A machine learning model to detect falls mimicking cardiac arrest-related collapse based on wristderived accelerometry: the DETECT-2 study
Job J. Herrmann, Alexander M. Griffioen, Niels T.B. Scholte,
Marc A. Brouwer, Rypko J. Beukema, Eelko Ronner, Eric Boersma,
Aysun Cetinyurek-Yavuz, Peter C. Stas, Claudine J.C. Lamoth,
Niels van Royen, and Judith L. Bonnes
A machine learning model to detect falls mimicking cardiac arrest-related collapse based on wrist-derived accelerometry
In the DETECT-2 study, accelerometry data recorded with the Corsano CardioWatch wristband were used to develop a machine learning model for the detection of cardiac arrest-related collapse, with the goal of improving the performance of wearable-based automated cardiac arrest detection.
Aims
In wearable-based automated cardiac arrest detection technology, photoplethysmography (PPG) is the most commonly used sensor to detect the absence of pulsations. To minimize false-positive cardiac arrest alerts, accelerometry signals are often used for the detection of ongoing movement.

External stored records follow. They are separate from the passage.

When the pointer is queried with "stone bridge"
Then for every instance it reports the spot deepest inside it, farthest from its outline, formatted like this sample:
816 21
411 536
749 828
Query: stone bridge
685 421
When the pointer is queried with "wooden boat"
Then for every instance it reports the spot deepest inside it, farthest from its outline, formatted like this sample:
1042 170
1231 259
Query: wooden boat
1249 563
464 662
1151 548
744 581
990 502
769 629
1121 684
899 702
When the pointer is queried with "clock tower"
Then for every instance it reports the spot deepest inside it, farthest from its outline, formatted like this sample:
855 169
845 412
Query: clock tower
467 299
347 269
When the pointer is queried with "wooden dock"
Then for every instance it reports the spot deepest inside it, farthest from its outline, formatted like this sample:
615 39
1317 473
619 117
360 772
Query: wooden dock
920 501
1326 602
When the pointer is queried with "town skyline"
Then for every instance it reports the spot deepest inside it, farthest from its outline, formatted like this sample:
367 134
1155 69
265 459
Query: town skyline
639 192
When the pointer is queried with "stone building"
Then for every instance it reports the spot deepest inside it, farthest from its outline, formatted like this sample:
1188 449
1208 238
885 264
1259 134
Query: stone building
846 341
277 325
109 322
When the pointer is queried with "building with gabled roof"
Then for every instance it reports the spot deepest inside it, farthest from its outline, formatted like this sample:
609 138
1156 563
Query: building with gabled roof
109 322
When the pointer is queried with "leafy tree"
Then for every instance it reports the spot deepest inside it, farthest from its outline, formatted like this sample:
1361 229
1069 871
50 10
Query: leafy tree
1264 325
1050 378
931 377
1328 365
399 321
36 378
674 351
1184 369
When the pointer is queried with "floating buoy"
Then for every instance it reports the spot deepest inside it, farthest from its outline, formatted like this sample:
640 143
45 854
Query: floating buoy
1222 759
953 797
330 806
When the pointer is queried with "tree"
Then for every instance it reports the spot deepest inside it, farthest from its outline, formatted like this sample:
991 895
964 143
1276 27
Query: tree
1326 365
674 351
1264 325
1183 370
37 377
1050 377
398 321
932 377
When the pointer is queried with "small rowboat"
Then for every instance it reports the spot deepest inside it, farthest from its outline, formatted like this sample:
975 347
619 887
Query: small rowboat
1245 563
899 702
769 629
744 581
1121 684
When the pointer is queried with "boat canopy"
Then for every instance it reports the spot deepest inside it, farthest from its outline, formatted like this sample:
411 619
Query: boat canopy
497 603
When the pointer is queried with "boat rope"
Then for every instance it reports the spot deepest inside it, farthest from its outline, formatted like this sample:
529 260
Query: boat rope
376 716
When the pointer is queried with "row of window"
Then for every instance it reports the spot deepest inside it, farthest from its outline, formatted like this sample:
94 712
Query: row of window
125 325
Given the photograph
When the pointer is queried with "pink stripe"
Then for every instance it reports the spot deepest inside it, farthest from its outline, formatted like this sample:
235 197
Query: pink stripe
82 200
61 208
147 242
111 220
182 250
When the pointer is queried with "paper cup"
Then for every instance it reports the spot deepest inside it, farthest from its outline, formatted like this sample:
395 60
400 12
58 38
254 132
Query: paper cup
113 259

We conducted the DETECT-2 study to develop an accelerometer-based machine learning model for the detection of cardiac arrest-related collapse, which is often a first manifestation of cardiac arrest.
Methods and results
Healthy volunteers simulated cardiac arrest-related collapses through sudden and soft falls without subsequent movement. Accelerometer signals were collected using the CardioWatch wristband; video recordings were made as a reference. An accelerometer-based gradient boosting model (GBM) for fall detection was trained (70%) and tested (30%). The primary endpoint was the sensitivity for the detection of falls; secondary endpoints were false-positive fall alerts. Nineteen participants performed 567 falls. In the training set (n =13; 388 falls), the sensitivity of the GBM was 99.2% (95% confidence interval [CI] 98–100%], with four false positives. In the test set (n = 6; 179 falls), sensitivity was 96.1% (95% CI 92–98%), with two false positives. For sudden falls (n = 120) and soft falls (n = 59), sensitivities were 100% (95% CI 96–100%) and 88.1% (95% CI 76–95%) in the test set (P < 0.001), respectively.
Conclusion
Using accelerometry data from the CardioWatch, sudden and soft falls that mimic cardiac arrest-related collapse can be accurately detected. The next step in the development of automated cardiac arrest detection is the integration of accelerometer signals into the existing PPG-based model, with the aim of reducing false positives and increasing sensitivity in everyday use.